Chunk #30 — Analyzing the protein-coding complement of the GENCODE 7 reference set

Source: GENCODE: the reference human genome annotation for The ENCODE Project.
Embedded: yes

Text

We analyzed the annotated CDS in GENCODE 7 using the data in the APPRIS database (http://appris.bioinfo.cnio.es/). APPRIS defines the principal variant by combining protein structural, functional, and conservation information from related species in order to determine the proportion of transcripts that would generate functional isoforms with changes to their protein-coding features relative to the constitutional variant.
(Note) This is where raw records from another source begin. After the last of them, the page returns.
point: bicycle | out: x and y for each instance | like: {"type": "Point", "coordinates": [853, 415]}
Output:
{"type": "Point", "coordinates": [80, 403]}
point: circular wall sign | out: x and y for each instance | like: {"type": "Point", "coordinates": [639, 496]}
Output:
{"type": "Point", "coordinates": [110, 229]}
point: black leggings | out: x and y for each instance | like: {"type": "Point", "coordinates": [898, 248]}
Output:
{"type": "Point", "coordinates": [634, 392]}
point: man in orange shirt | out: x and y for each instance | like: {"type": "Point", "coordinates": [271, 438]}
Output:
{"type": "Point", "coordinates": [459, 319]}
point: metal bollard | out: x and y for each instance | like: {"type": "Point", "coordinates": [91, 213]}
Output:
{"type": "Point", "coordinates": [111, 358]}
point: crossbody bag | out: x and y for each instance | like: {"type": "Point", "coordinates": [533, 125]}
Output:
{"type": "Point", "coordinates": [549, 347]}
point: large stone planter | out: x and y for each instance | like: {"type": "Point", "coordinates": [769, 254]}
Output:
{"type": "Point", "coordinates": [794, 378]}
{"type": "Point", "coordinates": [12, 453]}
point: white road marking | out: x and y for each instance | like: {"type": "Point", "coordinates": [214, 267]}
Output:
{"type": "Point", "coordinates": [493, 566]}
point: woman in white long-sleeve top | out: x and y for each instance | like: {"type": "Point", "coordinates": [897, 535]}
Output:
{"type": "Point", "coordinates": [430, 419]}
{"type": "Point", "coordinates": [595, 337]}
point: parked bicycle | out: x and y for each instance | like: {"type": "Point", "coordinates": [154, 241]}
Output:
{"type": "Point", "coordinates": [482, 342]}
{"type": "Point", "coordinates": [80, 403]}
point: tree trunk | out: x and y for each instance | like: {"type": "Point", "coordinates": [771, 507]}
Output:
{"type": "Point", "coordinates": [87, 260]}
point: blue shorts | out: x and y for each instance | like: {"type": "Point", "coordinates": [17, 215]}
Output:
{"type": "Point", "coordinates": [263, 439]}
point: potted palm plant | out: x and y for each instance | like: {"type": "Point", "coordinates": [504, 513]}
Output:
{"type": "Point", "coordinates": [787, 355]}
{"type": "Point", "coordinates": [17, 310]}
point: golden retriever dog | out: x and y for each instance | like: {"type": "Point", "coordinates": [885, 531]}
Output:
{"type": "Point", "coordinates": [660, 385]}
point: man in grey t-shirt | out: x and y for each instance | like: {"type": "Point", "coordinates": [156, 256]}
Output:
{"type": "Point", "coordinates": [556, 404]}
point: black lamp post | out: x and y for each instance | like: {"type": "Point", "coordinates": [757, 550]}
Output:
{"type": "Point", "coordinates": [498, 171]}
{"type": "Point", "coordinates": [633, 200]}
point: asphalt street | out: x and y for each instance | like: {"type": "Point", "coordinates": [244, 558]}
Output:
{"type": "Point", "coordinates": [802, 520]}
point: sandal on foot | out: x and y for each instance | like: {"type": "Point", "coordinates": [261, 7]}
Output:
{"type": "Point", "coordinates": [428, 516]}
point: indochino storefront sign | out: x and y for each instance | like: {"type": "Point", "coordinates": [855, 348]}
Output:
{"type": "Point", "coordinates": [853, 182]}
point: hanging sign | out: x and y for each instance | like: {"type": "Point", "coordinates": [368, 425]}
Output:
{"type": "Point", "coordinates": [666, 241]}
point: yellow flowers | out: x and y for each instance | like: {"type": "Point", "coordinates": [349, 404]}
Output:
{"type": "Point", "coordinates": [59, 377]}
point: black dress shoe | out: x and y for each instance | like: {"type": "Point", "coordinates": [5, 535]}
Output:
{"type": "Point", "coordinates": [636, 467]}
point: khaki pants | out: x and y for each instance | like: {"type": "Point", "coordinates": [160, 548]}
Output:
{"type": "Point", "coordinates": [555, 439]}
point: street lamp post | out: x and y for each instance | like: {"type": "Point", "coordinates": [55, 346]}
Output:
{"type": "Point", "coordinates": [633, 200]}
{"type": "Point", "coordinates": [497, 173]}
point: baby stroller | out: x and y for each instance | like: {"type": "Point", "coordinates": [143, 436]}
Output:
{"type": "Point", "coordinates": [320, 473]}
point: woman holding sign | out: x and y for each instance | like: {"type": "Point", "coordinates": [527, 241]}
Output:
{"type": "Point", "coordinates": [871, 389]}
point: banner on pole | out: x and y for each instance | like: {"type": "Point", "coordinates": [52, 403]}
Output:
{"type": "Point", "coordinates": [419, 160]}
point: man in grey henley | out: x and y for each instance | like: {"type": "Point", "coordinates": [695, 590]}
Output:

Of the 84,408 transcripts annotated as translated in the GENCODE 7 release, 30,148 (35.7% of all transcripts or 47.3% of alternative transcripts) would generate protein isoforms either with fewer Pfam functional domains (Finn et al. 2010) or with damaged Pfam domains with respect to the constitutional variant for the same gene. Twenty-six thousand nine hundred fifty-five isoforms (31.9% of all isoforms or 42.3% of alternative isoforms) would have lost or damaged structural domains, based on alignments with Protein Data Bank (PDB) structures, and 16,540 isoforms (19.6% of all isoforms or 26% of alternative isoforms) would lose functionally important residues.